Sunday, February 14, 2021

New hope for forensic practice with appointment at WH Office of Science and Technology Policy

Eric Lander, who co-authored a damning 2016 report on the faulty forensic practices behind hundreds of wrongful convictions, has been tapped to advise newly elected President Biden as director of the White House Office of Science and Technology Policy, reports The Intercept.  In the PCAST report, Lander and other members concluded that a host of long-used pattern-matching forensic practices lacked sufficient scientific underpinning, according to The Crime Report. After four years of the Trump administration, which saw federally driven efforts at reforming forensics grind to a halt, many hope that having Lander and other well-respected scientists in key policy positions will reinvigorate those initiatives.

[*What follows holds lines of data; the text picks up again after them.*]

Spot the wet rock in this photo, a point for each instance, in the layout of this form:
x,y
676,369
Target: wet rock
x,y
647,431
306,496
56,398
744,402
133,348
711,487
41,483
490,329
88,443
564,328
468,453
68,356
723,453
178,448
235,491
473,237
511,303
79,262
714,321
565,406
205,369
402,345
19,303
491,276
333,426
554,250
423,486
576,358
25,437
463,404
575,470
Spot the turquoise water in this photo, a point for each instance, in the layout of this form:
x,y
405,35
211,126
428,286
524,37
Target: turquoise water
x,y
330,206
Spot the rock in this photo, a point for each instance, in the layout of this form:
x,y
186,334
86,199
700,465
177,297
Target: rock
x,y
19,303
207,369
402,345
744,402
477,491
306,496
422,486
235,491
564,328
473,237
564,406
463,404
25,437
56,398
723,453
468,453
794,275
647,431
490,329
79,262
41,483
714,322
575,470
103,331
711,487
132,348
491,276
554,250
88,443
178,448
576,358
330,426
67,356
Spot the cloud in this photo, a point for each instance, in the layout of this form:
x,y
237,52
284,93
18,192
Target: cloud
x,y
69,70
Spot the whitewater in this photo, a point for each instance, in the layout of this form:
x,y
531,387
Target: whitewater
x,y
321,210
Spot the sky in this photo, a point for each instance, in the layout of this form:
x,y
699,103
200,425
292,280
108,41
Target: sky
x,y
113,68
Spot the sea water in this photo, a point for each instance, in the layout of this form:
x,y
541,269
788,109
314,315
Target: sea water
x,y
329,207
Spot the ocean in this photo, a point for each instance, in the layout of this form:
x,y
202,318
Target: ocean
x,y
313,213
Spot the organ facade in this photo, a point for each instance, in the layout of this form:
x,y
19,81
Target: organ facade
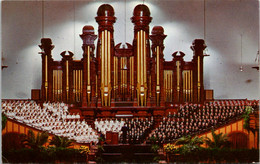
x,y
135,74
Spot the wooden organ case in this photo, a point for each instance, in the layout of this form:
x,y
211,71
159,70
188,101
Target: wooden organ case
x,y
137,74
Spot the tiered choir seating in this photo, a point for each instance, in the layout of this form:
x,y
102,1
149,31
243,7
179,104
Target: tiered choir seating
x,y
190,119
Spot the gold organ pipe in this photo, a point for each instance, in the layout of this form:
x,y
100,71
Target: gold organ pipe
x,y
186,82
102,67
184,89
178,80
46,76
158,65
191,86
67,78
138,66
142,64
60,84
198,78
88,66
105,58
109,64
53,84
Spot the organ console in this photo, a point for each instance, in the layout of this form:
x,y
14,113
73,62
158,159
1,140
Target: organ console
x,y
136,73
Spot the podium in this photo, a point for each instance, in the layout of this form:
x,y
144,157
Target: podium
x,y
112,137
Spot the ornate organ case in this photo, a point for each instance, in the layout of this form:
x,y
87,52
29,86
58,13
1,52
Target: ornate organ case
x,y
134,73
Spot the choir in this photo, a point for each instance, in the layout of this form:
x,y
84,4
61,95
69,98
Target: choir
x,y
190,119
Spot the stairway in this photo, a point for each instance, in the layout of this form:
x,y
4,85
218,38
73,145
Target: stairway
x,y
128,153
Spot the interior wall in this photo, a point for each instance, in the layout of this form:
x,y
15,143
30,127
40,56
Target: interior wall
x,y
24,23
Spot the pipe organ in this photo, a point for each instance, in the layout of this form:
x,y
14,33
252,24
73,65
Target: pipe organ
x,y
125,72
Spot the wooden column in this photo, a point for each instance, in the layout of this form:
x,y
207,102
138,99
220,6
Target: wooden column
x,y
157,73
46,88
141,19
67,77
88,37
198,47
177,78
105,53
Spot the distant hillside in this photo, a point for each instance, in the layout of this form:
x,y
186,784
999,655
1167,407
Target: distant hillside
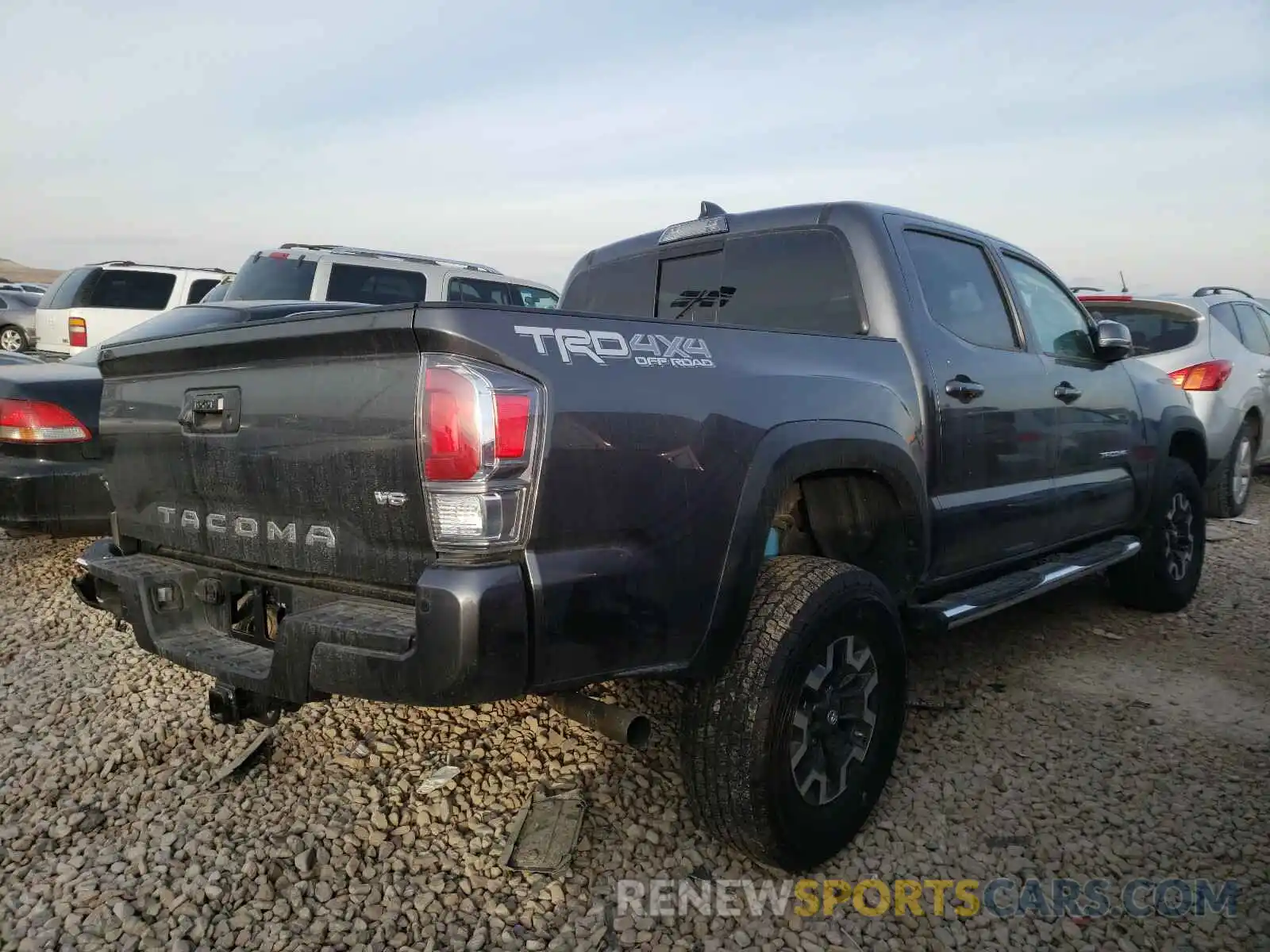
x,y
12,271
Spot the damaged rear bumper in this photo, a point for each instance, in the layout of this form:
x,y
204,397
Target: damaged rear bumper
x,y
463,640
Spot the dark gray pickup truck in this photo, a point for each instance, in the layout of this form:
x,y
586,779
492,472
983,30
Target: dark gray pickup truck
x,y
749,452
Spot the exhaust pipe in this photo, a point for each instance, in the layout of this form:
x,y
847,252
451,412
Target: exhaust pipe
x,y
620,724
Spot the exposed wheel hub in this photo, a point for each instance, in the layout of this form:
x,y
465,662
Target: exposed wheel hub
x,y
1179,537
1241,474
835,720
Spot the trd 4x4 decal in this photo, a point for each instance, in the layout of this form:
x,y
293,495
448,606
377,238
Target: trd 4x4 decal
x,y
606,346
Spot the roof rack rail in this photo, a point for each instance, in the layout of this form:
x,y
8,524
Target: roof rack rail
x,y
1218,290
397,257
175,267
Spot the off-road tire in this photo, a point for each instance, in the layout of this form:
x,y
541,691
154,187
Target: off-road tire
x,y
734,739
1143,582
1223,501
14,333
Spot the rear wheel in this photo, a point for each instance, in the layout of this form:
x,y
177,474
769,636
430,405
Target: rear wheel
x,y
13,338
787,749
1165,574
1231,482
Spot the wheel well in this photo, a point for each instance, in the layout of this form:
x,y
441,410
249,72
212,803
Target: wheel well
x,y
852,516
1254,416
1191,448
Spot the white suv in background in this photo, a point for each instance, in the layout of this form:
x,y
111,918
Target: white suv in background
x,y
88,305
302,272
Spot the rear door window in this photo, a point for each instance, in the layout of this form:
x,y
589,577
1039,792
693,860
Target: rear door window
x,y
1060,325
1153,330
63,292
267,278
129,290
198,289
960,290
475,291
1250,325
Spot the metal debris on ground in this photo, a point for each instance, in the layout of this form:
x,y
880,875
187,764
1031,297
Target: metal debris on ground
x,y
545,833
362,747
437,780
247,758
1108,635
922,704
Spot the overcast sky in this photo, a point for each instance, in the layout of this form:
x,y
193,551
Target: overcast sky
x,y
1102,136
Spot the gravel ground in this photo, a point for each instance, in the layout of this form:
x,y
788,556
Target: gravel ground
x,y
1064,738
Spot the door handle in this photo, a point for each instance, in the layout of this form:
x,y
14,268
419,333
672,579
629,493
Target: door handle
x,y
1066,393
211,410
963,389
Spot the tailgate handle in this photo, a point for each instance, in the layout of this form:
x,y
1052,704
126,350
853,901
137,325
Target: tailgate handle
x,y
211,410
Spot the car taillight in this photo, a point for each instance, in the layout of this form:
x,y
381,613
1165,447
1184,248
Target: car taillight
x,y
1210,374
480,450
78,328
38,422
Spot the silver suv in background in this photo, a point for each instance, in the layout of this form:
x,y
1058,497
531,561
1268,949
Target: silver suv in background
x,y
1216,346
302,272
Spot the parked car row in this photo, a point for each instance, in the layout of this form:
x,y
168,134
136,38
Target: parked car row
x,y
50,456
93,304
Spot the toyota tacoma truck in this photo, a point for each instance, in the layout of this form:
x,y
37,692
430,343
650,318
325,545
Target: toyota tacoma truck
x,y
749,452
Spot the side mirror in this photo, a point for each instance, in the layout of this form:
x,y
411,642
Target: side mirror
x,y
1113,340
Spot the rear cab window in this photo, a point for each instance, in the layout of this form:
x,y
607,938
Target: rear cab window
x,y
1225,315
198,289
1255,338
364,285
273,277
130,290
61,294
535,298
479,291
789,279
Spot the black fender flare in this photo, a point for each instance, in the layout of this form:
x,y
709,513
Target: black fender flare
x,y
1174,420
1181,419
785,455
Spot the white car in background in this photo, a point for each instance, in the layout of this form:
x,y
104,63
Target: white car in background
x,y
304,272
88,305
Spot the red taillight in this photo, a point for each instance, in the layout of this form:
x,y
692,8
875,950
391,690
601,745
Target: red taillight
x,y
511,425
1210,374
480,446
78,328
37,422
452,425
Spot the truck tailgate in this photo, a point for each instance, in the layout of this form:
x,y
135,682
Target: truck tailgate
x,y
285,444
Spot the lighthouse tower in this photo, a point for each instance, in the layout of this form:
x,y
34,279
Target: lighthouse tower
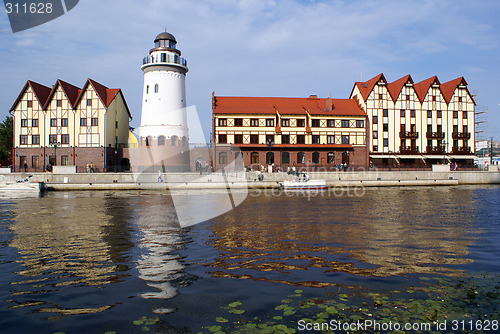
x,y
164,133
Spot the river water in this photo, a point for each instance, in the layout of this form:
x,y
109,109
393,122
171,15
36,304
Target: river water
x,y
96,262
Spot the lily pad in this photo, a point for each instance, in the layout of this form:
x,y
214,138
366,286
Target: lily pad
x,y
235,304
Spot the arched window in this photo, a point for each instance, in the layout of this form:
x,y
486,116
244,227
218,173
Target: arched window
x,y
285,158
254,158
330,158
222,158
301,157
316,158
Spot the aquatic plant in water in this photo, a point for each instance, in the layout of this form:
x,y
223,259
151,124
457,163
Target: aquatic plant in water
x,y
430,300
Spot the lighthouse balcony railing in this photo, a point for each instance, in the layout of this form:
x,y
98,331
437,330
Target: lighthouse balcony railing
x,y
164,59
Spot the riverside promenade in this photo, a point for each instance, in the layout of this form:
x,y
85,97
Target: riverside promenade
x,y
166,181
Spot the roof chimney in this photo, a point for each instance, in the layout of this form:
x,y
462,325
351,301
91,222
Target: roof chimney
x,y
329,104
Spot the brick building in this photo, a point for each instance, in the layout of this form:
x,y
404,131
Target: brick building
x,y
308,133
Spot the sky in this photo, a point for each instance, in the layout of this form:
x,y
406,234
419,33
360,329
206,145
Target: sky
x,y
283,48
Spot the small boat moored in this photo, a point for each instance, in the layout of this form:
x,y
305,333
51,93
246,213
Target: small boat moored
x,y
303,183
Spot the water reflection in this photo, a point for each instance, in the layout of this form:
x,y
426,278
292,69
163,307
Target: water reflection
x,y
68,242
161,235
386,232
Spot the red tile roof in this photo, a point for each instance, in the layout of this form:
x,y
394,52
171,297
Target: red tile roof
x,y
285,106
365,88
69,90
73,93
396,87
448,88
422,87
41,93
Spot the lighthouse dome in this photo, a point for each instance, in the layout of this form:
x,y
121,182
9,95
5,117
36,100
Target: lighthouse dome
x,y
165,36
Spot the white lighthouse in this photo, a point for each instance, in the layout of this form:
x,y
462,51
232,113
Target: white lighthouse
x,y
164,131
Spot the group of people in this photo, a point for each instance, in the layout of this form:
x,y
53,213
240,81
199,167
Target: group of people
x,y
89,168
342,167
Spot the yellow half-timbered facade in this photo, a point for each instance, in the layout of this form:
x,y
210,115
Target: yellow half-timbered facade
x,y
69,126
417,123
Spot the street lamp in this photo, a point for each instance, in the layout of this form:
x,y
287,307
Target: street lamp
x,y
390,160
444,151
269,144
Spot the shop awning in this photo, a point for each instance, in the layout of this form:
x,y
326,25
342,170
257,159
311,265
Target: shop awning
x,y
410,157
462,157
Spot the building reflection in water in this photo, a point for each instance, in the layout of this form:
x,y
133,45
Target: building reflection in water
x,y
161,236
76,241
388,231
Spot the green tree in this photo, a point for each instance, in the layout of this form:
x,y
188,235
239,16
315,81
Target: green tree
x,y
6,136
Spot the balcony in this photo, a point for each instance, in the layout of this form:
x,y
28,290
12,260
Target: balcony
x,y
408,135
434,150
461,150
461,135
435,135
164,59
409,150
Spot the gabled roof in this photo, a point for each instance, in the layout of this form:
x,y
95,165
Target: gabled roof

Save for DNA analysis, forensic science disciplines were mainly developed according to the needs of law enforcement — bereft of scientific underpinning. That’s particularly true of so-called pattern-matching practices like fingerprint analysis, firearm analysis, bite-mark analysis, shoe tread analysis, and handwriting analysis, all of which involve an “expert” looking at a piece of evidence and visually tying it to a suspect. PCAST was not the first body to point out the lack of scientific foundation to these practices. In 2009, the National Academy of Sciences released a landmark study titled “Strengthening Forensic Science in the United States: A Path Forward,” which questioned the basis of nearly every forensic discipline used to arrest, prosecute, and send people to prison. Roughly a quarter of the more than 2,700 cases in the National Registry of Exonerations involved faulty or misleading forensic evidence; forensic errors have been implicated in about half of the more than 500 exonerations based on DNA testing.